Последовала секундная пауза, все зависло на волоске, а затем мир наполнился шорохом нейлоновых курток, когда на Сета обрушились маленькие жесткие кулаки.
Первый удар угодил ему в скулу, но было не больно. Второй пришелся в лоб, а третий – в шею. Голова его моталась из стороны в сторону, но звука тумаков не было слышно, и боль сначала не ощущалась. Казалось, будто он пытается идти по прямой линии, а его со всех сторон толкают чьи-то руки. Сет почему-то даже попытался двинуться дальше, как словно ничего не происходило, тогда противники по-настоящему разъярились.
Из-за усилившегося шуршания нейлона, удвоенных толчков и пинков остатки сил покинули руки и ноги Сета. Он не чувствовал ни кистей, ни стоп.
Не задумываясь, Сет прокричал слабым голосом:
– Да пошли вы!
Теплый воздух наполнил его тело, и ему показалось, он превратился в буек, словно стал невесомым.
Но что-то билось изнутри в стенки черепа, словно животное, запертое в пещере. От этого Сета замутило, и стало так страшно, что он был готов отдать что угодно за возможность превратиться в никому не нужного плюшевого мишку с полки благотворительной лавки, лишь бы не быть куском мяса, которое топчут и мутузят белыми спортивными ботинками и красными кулаками.
Говорить он не мог, взгляд блуждал по сторонам, но ни на чем не фокусировался. Затем его начали изо всех сил дергать из стороны в сторону маленькими цепкими пальцами, после чего снова со всех сторон посыпались удары. Нервный парень в белой куртке от Томми Хилфигера молотил по Сету с такой скоростью, будто опасался, что его мишень исчезнет раньше, чем он попадет веснушчатыми кулаками по лицу.
Приседая и увертываясь, Сет принимал большинство ударов на плечи, затылок, локти и ребра. Но вот теперь было больно.
Сет прыгнул в пространство между мелькающими кулаками, чтобы сбежать, но чья-то рука поймала его за ворот пальто и задрала его голову, подставив под удары лицо.

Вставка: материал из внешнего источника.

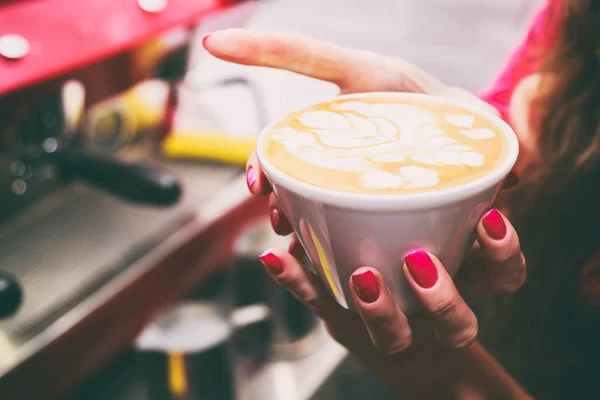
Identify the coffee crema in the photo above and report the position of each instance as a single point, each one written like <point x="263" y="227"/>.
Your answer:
<point x="385" y="145"/>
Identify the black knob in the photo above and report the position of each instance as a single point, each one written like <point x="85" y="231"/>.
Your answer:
<point x="133" y="182"/>
<point x="11" y="295"/>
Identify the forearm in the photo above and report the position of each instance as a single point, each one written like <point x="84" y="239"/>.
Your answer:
<point x="438" y="372"/>
<point x="471" y="373"/>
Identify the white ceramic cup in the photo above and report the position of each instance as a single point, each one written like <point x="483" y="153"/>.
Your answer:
<point x="343" y="231"/>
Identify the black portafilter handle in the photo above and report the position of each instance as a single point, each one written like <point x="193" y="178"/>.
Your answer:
<point x="11" y="295"/>
<point x="137" y="183"/>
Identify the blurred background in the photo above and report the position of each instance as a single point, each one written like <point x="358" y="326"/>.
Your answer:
<point x="128" y="241"/>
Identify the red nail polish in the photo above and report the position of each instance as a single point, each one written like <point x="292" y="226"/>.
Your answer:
<point x="250" y="177"/>
<point x="366" y="286"/>
<point x="205" y="38"/>
<point x="422" y="269"/>
<point x="494" y="225"/>
<point x="274" y="218"/>
<point x="272" y="263"/>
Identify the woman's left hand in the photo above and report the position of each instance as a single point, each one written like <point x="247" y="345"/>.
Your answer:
<point x="399" y="349"/>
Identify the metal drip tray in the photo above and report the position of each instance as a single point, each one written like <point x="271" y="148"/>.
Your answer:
<point x="72" y="243"/>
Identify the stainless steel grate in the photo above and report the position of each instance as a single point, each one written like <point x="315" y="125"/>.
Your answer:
<point x="79" y="239"/>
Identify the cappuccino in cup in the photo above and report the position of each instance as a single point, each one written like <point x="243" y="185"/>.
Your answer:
<point x="383" y="145"/>
<point x="366" y="179"/>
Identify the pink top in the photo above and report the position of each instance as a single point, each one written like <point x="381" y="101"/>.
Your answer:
<point x="521" y="64"/>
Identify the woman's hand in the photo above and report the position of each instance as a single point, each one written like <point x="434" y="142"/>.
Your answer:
<point x="404" y="352"/>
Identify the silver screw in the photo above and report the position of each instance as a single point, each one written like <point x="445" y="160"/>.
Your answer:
<point x="19" y="187"/>
<point x="153" y="6"/>
<point x="14" y="47"/>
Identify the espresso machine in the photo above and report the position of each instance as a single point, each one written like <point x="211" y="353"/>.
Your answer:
<point x="84" y="191"/>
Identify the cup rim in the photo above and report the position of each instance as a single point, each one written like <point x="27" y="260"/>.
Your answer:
<point x="397" y="201"/>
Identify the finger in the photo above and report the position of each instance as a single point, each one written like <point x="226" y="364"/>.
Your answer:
<point x="500" y="253"/>
<point x="511" y="181"/>
<point x="255" y="178"/>
<point x="452" y="320"/>
<point x="296" y="248"/>
<point x="288" y="51"/>
<point x="387" y="325"/>
<point x="279" y="222"/>
<point x="305" y="286"/>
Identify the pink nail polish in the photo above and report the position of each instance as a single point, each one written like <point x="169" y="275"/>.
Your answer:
<point x="422" y="268"/>
<point x="205" y="38"/>
<point x="250" y="177"/>
<point x="366" y="286"/>
<point x="274" y="218"/>
<point x="272" y="263"/>
<point x="494" y="225"/>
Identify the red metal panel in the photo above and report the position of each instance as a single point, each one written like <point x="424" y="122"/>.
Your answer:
<point x="65" y="35"/>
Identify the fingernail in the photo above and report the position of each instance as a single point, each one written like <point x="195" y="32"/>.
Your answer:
<point x="205" y="38"/>
<point x="366" y="286"/>
<point x="274" y="218"/>
<point x="494" y="225"/>
<point x="421" y="268"/>
<point x="272" y="263"/>
<point x="250" y="177"/>
<point x="511" y="180"/>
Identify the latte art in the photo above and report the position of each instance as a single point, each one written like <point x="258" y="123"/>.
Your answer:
<point x="384" y="145"/>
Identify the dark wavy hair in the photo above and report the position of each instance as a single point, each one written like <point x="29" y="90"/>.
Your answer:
<point x="548" y="334"/>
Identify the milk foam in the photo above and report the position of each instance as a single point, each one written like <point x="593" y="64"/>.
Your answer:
<point x="357" y="135"/>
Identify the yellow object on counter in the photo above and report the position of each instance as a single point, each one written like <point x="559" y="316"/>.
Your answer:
<point x="217" y="146"/>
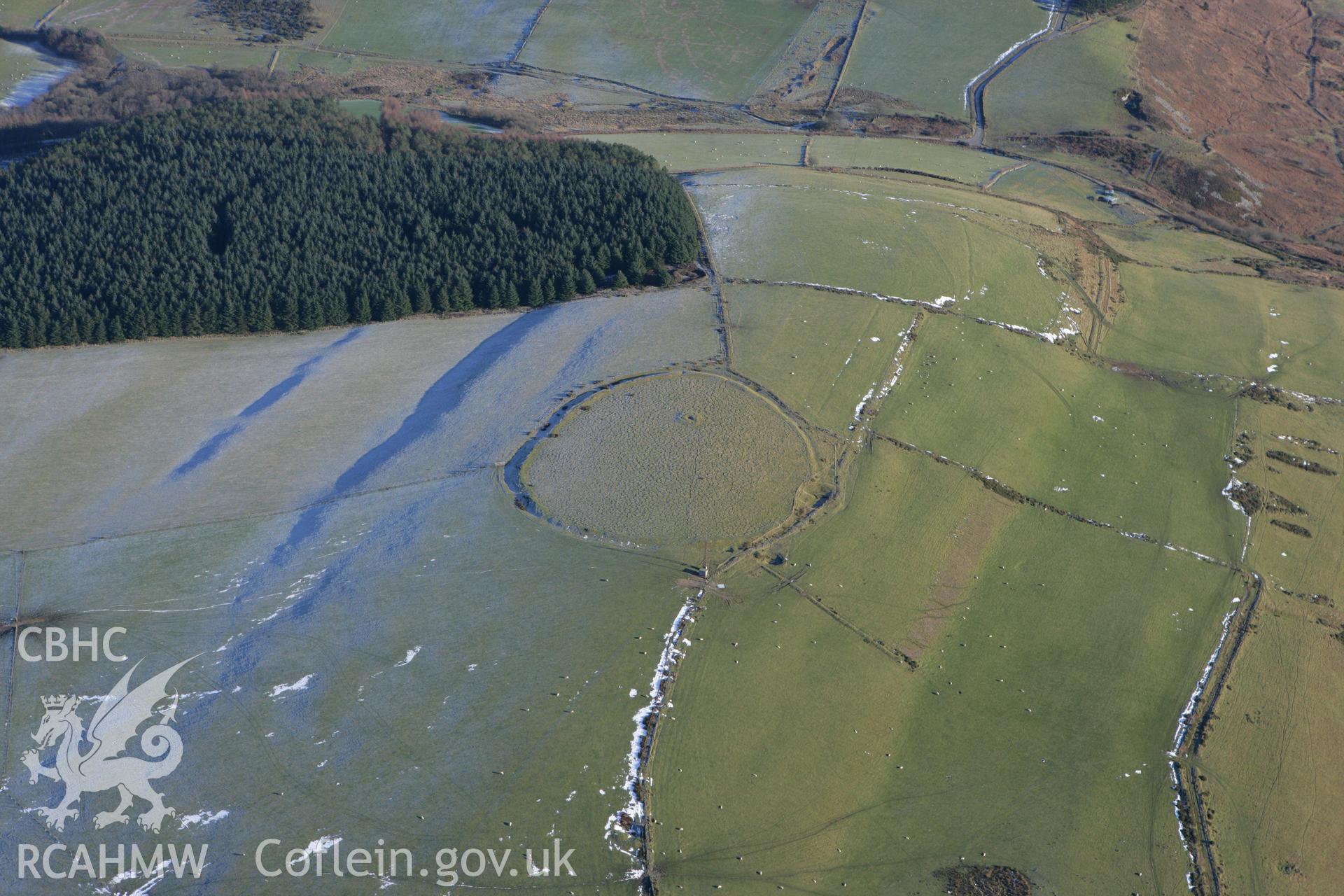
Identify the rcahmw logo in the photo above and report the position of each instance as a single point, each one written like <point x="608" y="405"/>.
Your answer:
<point x="97" y="758"/>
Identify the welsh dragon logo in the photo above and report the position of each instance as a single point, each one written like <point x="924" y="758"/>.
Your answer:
<point x="105" y="764"/>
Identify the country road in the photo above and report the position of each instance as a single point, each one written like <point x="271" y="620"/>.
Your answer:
<point x="976" y="89"/>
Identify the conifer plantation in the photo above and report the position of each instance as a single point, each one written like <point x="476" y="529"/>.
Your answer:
<point x="258" y="216"/>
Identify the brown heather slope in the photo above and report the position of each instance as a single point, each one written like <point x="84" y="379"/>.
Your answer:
<point x="1261" y="83"/>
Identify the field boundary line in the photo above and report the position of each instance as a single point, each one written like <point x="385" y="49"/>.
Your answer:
<point x="721" y="302"/>
<point x="527" y="34"/>
<point x="844" y="64"/>
<point x="14" y="654"/>
<point x="1009" y="493"/>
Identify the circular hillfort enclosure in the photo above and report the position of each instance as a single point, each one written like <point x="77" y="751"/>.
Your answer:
<point x="671" y="458"/>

Послышался звук, похожий на детский всхлип. Сет пытался понять, что же такое он натворил, если настолько вывел парней из себя. Ничем нельзя объяснить этот град ударов. Казалось, его противникам просто не хватает времени, чтобы аккуратно уничтожить другое человеческое существо. Сила притяжения замедляла их движения, отчего они разъярялись.
Когда угольно-черный кулак ударил Сета по зубам, в его голове будто раскололся лед. Плоть с треском разорвалась во рту, и та же самая рука ударила еще раз, и еще, и еще. Закопченный, дергающийся мир распался на яркие белые хлопья, и все они посыпались куда-то вниз.
«Я умру. Они не остановятся, пока не убьют меня».
Сет похолодел, глаза его наполнились влагой. В носу что-то хрустело и покалывало. Большой пузырь окровавленной слюны вздулся на губах, а затем лопнул и сполз по щеке. Сет хотел снова попытаться прыгнуть в пространство между кулаками, но так и не сумел. Было все труднее думать о чем-либо.
– Сука! Сука! Сука!
Их дыхание делалось все тяжелее. Парни все это время молотили руками и ногами так быстро, что теперь устали и замедлили движения. В темном, перевернутом с ног на голову мире Сета забрезжил свет.
Когда Сет упал, они перестали орать: «Сука!», однако, лежа на немилосердно жесткой мостовой, он услышал, как кто-то из юнцов подвывает от возбуждения.
Другой с размаху пнул Сета по ноге, после чего остальные двое принялись шаркать по асфальту в зловещем танце, ударяя жертву носками кроссовок по лицу, плечам, спине, бедрам, животу. До живота они стремились добраться прежде всего.